At any point in time over the last 100-something years, the Arizona legislature could have repealed this ban and stopped the clock on the Supreme Court’s activities. Sadly, the bill to repeal the ban, sponsored by state Democratic House Rep. Stephanie Stahl Hamilton, sat collecting dust as Republicans danced around the issue and villainized women for political gain. They were busy pushing fetal personhood bills and finding legislative ways to punish the homeless and the poor, after all.
But through unwavering determination this past April, Democrats used every avenue at our disposal to apply pressure on the majority Republican caucus. The 1864 total abortion ban was bad for their election ambitions, and in an obvious act of political desperation, Republicans buckled and Democrats were able to secure the repeal of this very unpopular and frankly gruesome ban.
It was an interesting conundrum to watch Arizona Republican lawmakers stumble through this year. They knew this ban was horribly unpopular and that it was going to cost them politically. They didn’t want to allow a Democratic bill to succeed in solving the problem, but they didn’t want to anger their fringe base voters by sponsoring a solution themselves.
There is only one solution to this attack on our fundamental rights, and it lives in the November ballot box.

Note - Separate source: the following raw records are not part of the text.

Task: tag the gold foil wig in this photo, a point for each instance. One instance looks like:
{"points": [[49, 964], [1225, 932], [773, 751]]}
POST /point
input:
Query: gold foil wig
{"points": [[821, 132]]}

The fact is, when rubber hit the road, Republicans knew their position would cost them everything. There’s also the fact that most of these Republicans are dealing with crippling cowardice against the conservative Freedom Caucus of the Arizona legislature. This vocal minority of extremists pulls the strings on which Republicans gets challenged in the next primary election. They even published their support for the ban in a glowing statement. To challenge them is to play roulette with re-election. And the threat is real: They have successfully ousted multiple more moderate candidates to implement their far right puppets and mouthpieces.
Now, Republican leaders are back to throwing out their usual nonsense, saying that Democrats want unlimited “partial birth abortions” on demand all the way up to the ninth month of pregnancy. Not only will you find no record of Arizona Democratic legislators ever supporting such an idea, but there are no abortion providers in this state or the country who provide such services. It proves that the trusted Republican strategy lives on: “When you can’t win, lie.”

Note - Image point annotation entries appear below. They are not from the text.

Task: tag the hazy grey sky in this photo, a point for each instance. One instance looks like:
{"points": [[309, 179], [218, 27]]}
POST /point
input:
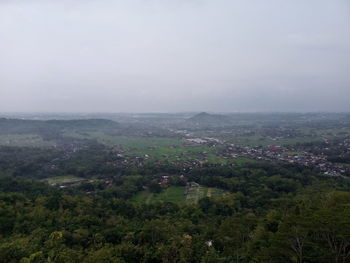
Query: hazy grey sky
{"points": [[174, 55]]}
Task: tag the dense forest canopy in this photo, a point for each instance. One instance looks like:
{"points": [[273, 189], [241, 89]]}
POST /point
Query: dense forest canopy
{"points": [[96, 192]]}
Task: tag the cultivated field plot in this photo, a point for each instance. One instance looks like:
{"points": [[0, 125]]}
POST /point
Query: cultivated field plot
{"points": [[159, 149], [24, 140], [62, 179]]}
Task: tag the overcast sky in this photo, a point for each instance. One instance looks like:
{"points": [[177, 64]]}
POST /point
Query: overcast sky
{"points": [[174, 55]]}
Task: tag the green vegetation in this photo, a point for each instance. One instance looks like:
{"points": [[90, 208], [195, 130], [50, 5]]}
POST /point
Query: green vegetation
{"points": [[171, 194], [177, 195], [159, 199], [24, 140], [62, 179]]}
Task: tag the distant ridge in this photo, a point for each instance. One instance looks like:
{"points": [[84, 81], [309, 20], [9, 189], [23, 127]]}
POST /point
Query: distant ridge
{"points": [[209, 119]]}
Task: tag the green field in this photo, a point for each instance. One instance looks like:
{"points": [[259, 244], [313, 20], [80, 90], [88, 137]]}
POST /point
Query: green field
{"points": [[24, 140], [176, 194], [61, 179], [264, 141], [162, 149]]}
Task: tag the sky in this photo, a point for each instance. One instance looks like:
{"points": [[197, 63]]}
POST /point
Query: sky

There is only one solution to this attack on our fundamental rights, and it lives in the November ballot box. We have to elect candidates who will protect abortion rights up and down the ticket, from the White House to the state legislatures. And the facts of the day remain that this means voting for Democrats.
Until the Republicans are willing to release their ransom of this issue, abortion rights will continue to erode all across the country. There seems to be only one language these politicians speak: the risk of losing power is all they will respond to. The time to act is now.
I will keep telling my story, without shame. All of us deserve to feel peace with the often difficult decisions we have to make about our bodies, our families, our futures. And I’ll see you in November.